We probably can no longer be referred to as a sexually repressed society. We go beyond winking at internet pornography, to legitimizing periodicals dedicated to the sexualized images of women, to inviting porn stars to speak on our college campuses as though they were participants in some form of high art. "LUST" is seen as the victimless sin, the sign of a society honestly embracing the reality of its sexuality. If you aren't afraid of a virtual slap in the face regarding how "victimless" it actually is, have a look at the website that maps the location of the sex offenders in your city. Little girls and boys are being taken from their own homes to satisfy the sick appetites of their abductors. Americans are going on sex-holidays to foreign countries to buy sex with children. Families are being destroyed by sexual addictions. We have our secret service neglecting their duty to the President to indulge with prostitutes, and presidential candidates themselves involved in all manner of scandals. "LUST" is a private shortcoming, and what we hear of is but the tip of the iceberg. We all have desires... we're built that way... but when those desires are allowed to diminish our goodness, that "LUST" diminishes America's greatness.
"ENVY" is the basis of class warfare. The prosperity of another causes us sorrow, and we see it as unfair. We desire that prosperity for ourselves, but failing that we would be almost as content to see him deprived of his. If the rich man has come by his riches by honest and ethical means, or even by dumb luck or inheritance, we should rejoice that we live in a land with such opportunities. If his wealth is ill-gotten, then he is perhaps deserving of our ire, but we ought not be deluded into thinking that depriving the wealthy will enrich the poor. Our energies would be better spent on how to create wealth for all, than ravening over the scraps that one man possesses.

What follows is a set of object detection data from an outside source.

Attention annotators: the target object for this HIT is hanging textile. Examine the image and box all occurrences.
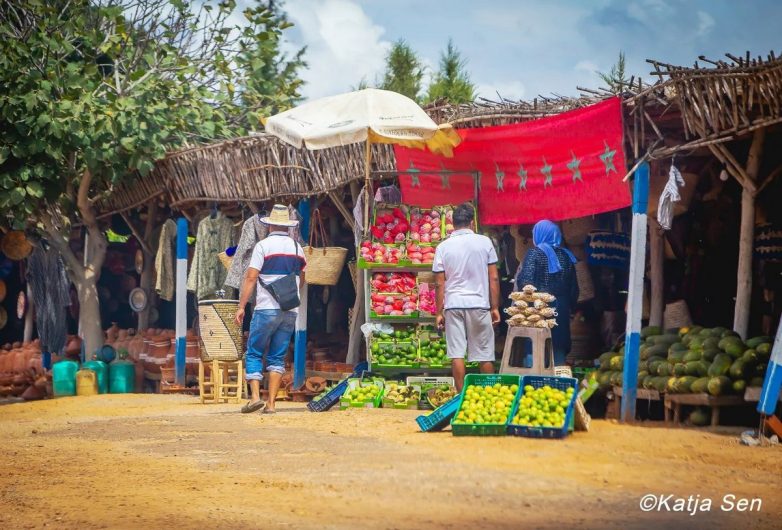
[657,163,684,230]
[155,219,176,302]
[187,212,233,300]
[394,98,631,224]
[27,246,71,353]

It is more difficult to resist being envious when someone rubs your face in their wealth. There is nothing wrong with enjoying some of the prosperity you have been blessed with, if not what would be the benefit of being prosperous? There is a point, however, where we go past enjoying fine things in our prosperity and revel in the prosperity itself. "GLUTTONY" is going beyond normal appetites in indulgence, and is redirecting to utter waste what without sacrifice could have been used for charity to help others. Judging from our ever increasing waistlines, it is not a vice restricted to the rich! How big a house is big enough? How big a T.V.? How big a soda? There should come a place where one says we have enough for now, and that place should come before you require yet another credit card! If our citizenry or our government is gluttonous, it is charity that will suffer the consequences.

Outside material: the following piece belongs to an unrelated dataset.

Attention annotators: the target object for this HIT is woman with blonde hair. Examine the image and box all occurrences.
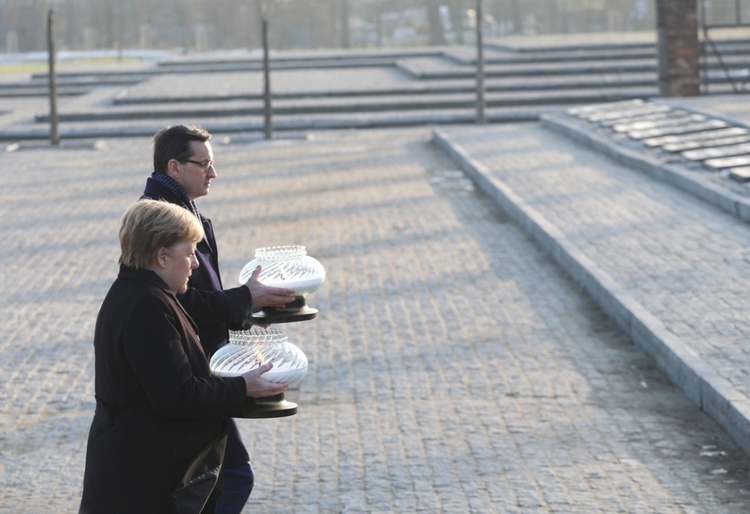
[80,200,286,514]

IMHO: This was likely too ambitious a subject to undertake in this format, and in the interest of brevity depth of discussion was sacrificed to merely sparking a direction of thought. Some will say that our system of government is leading us to decay. Others will insist that it is the abandonment of those principles of government that brings the decay. But government in America is an extension of the governed; ultimately we get the government we request, and the one we deserve. Great leadership seldom originates in government. Even when it is found there, it is first seen in the society that spawned it. The greatness of a Washington or a Lincoln was not independent of the society they lived in. Leaders in greatness most often arise outside the parameters of government. If the greatness and exceptionalism of America is to be restored it will not begin in the halls of Congress or the White House, but in the goodness of the hearts and souls of everyday Americans.